Number Sequence Prediction

In this competition we were challenged to predict the next number in a number sequence taken from the On-Line Encyclopedia of Integer Sequences (OEIS). For example, in the classic sequence [1, 1, 2, 3, 5, 8, 13, …] the model would be expected to predict 21 (I hope you got the same - Fibonacci’s Sequence). However, unlike you, the computer has little training and lacks the elasticity when it comes to the various sequences which makes this problem a very difficult one.

Data

The sequences are all taken directly from OEIS. One initial problem is that some sequences in the test set are identical. For example, if ask you what’s next in the sequence [1, 2, …] you might say 3 (linear) and your friend might say 4 (exponential). Both answers could be correct but because you don’t have enough information it is very difficult to recognise the sequence.

Models

There is a huge variet of number sequences used in this competition, and they are described by many different functions. To approach this competition I thought the best approach would be to create generalised functions which the model could try to find. These models are outlined below. Another approach, would be to try feature generation across the sequences and use these features to estimate the result, e.g. most common number, highest number, negatives. A few people tried these with some sucess.

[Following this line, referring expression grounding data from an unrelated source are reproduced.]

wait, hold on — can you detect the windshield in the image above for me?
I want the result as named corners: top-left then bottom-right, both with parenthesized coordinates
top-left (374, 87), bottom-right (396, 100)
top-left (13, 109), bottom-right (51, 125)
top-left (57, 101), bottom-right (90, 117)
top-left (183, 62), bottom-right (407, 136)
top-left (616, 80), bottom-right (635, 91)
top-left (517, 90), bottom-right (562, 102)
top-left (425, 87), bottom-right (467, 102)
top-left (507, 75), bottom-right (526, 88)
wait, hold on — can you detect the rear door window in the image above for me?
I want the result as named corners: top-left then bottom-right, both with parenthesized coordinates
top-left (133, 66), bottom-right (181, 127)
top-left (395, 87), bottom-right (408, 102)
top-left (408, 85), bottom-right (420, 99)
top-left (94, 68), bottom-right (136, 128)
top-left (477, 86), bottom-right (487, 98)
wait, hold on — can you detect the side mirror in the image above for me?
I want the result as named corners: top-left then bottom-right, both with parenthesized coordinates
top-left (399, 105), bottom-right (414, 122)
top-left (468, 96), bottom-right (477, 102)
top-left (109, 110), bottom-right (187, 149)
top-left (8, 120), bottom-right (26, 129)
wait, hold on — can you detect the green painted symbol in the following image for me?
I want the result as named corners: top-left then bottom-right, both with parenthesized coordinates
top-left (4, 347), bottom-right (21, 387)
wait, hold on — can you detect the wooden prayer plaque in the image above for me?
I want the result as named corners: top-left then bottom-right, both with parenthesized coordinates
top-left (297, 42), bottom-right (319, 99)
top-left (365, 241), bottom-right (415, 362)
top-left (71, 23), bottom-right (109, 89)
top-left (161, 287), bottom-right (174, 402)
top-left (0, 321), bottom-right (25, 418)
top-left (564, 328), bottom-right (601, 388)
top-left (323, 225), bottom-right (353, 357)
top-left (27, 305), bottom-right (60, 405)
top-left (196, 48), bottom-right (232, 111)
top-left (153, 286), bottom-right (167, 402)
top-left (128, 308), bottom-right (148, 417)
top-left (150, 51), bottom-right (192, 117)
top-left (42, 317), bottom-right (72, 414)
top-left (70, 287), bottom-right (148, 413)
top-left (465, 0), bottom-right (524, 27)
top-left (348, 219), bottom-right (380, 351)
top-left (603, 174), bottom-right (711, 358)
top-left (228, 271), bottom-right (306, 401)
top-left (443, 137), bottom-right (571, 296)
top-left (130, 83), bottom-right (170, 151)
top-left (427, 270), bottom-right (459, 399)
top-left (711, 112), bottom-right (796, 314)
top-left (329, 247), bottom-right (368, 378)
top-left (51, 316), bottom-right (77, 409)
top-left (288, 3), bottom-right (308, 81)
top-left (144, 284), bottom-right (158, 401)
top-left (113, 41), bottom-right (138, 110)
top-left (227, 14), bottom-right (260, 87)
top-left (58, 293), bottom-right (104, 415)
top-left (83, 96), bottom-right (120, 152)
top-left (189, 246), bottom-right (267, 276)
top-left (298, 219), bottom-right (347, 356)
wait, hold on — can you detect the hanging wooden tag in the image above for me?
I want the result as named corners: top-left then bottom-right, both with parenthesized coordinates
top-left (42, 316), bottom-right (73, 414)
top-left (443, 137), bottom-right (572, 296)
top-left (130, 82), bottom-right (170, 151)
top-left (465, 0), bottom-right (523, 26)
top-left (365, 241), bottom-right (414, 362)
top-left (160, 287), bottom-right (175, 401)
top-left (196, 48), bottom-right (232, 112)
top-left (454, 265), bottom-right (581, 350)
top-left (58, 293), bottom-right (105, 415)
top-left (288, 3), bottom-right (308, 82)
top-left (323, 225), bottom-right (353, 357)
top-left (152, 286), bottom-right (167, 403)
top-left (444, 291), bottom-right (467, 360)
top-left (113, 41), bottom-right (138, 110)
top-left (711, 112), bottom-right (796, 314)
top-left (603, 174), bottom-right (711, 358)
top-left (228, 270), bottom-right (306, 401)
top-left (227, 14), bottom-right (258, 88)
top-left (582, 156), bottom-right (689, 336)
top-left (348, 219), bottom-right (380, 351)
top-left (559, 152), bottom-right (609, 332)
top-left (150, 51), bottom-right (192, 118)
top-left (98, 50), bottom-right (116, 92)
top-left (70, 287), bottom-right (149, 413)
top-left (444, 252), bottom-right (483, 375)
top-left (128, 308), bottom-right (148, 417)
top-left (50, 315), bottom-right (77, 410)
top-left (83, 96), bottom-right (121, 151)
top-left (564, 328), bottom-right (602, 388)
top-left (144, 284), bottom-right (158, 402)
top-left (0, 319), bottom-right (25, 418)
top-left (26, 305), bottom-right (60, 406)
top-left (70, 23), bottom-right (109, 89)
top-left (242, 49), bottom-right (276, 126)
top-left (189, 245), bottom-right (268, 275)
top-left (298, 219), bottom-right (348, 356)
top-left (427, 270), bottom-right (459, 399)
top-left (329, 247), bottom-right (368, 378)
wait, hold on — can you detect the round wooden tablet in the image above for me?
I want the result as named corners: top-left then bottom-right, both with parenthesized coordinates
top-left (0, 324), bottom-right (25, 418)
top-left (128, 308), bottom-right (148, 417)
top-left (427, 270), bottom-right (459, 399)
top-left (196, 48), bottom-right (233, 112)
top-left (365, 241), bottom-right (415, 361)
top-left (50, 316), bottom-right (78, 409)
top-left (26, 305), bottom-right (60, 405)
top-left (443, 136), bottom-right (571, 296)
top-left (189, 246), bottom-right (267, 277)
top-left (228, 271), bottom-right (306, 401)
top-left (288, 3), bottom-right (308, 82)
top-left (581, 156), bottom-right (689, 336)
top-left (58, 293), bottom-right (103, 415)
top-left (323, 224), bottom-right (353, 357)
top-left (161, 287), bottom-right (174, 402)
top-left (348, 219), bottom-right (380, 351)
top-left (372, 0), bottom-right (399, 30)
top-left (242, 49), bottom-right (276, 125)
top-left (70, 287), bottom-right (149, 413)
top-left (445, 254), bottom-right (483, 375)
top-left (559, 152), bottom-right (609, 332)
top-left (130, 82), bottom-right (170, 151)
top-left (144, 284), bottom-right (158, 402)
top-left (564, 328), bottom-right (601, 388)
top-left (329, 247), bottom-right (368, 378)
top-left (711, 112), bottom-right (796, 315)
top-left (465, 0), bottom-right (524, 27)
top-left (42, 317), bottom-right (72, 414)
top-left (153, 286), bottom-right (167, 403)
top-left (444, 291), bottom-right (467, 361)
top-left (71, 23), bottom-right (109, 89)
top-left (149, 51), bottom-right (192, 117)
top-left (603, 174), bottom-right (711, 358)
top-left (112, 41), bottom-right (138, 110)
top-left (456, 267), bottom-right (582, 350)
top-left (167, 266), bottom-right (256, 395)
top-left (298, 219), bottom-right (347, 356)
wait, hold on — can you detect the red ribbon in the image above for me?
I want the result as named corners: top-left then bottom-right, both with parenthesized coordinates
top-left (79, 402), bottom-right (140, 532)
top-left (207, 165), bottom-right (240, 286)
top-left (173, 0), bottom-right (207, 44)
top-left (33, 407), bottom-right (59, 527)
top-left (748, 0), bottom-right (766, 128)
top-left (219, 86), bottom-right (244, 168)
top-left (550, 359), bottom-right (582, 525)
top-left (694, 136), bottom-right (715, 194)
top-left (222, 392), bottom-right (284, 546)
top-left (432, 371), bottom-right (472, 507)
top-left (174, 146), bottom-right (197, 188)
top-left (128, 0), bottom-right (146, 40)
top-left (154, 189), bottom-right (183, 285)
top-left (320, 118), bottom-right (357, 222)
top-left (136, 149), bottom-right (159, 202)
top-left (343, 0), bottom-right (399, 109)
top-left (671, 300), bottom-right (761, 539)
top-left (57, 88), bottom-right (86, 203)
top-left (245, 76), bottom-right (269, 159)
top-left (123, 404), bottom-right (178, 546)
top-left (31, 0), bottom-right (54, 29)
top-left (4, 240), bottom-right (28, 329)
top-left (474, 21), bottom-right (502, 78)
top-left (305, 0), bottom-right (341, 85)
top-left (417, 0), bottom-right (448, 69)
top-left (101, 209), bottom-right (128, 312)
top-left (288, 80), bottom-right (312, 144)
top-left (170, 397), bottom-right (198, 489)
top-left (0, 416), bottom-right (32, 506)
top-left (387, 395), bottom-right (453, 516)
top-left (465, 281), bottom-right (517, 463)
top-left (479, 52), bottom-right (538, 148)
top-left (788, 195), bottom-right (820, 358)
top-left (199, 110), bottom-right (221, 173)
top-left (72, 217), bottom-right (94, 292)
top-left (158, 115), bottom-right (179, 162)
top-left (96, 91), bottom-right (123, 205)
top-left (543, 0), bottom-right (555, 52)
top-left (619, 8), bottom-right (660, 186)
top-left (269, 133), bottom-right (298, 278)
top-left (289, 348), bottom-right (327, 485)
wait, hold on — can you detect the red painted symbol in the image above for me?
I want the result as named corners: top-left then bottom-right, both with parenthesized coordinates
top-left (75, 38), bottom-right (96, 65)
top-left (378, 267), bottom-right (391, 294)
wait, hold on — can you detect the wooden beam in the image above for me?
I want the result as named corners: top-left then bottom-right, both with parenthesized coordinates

One issue with using typical fitting models that use least squares or similar is that they are not so relevant to number sequences. This is because we are applying a continuous and approximate method to the discrete and exact problem of integer prediction. This just won’t work in most cases, especially when you have big numbers and the least squares is less likely to land you in the correct spot due to rounding (we can get away with it for smaller sequences). The issues is that least squares will minimise the distance between prediction and target, e.g. guessing 11 for 12 is better than 2 for 12 but in reality these are equally bad. I think the results could be significantly improved by using a different scoring function, though I’m not sure what this may be.

Another layer we could add to our model is processing multiple predictions. As it stands, the return from the prediction is a real number that is rounded to the nearest integer, but the amount of rounding required could be a telling feature. For example, I predict 12.5, I’m probably way off, I predict 12.02, I have a better chance. We could calculate the results of all the functions and choose the one with the least difference from an integer. This would allow us to apply multiple functions and possibly improve results.

Linear

y = mx + c A basic linear model can be used to guess the answer. For this, we’re calculating the parameter m where x is the index and y is the sequence value. The prediction can the be found simply by multiplying m by the next indek. This should match all linear sequences correctly and has a decent chance at maching small, oscillating sequences

Linear Multivariate

y = a + bx0 + cx1 + dx2 + … Instead of keeping the sequence as one list of numbers, we can break it up into sets of smaller sequences and use these for training. By doing this, we can give the model a better chance to ‘learn’ the sequence as it trains across multiple sets. We feed in sets of numbers from the sequence, e.g. [1, 1, 2, 3], [1, 2, 3, 5], [2, 3, 5, 8] and then it learns the coefficients which best predict y. This model can accurately describe the Fibonacci sequence (c = [0, 0, 1, 1]) as well as many more complex series.

Results

I never submitted (for an unknown reason) but my model scores around 15% which puts me in the top 50% for the competition.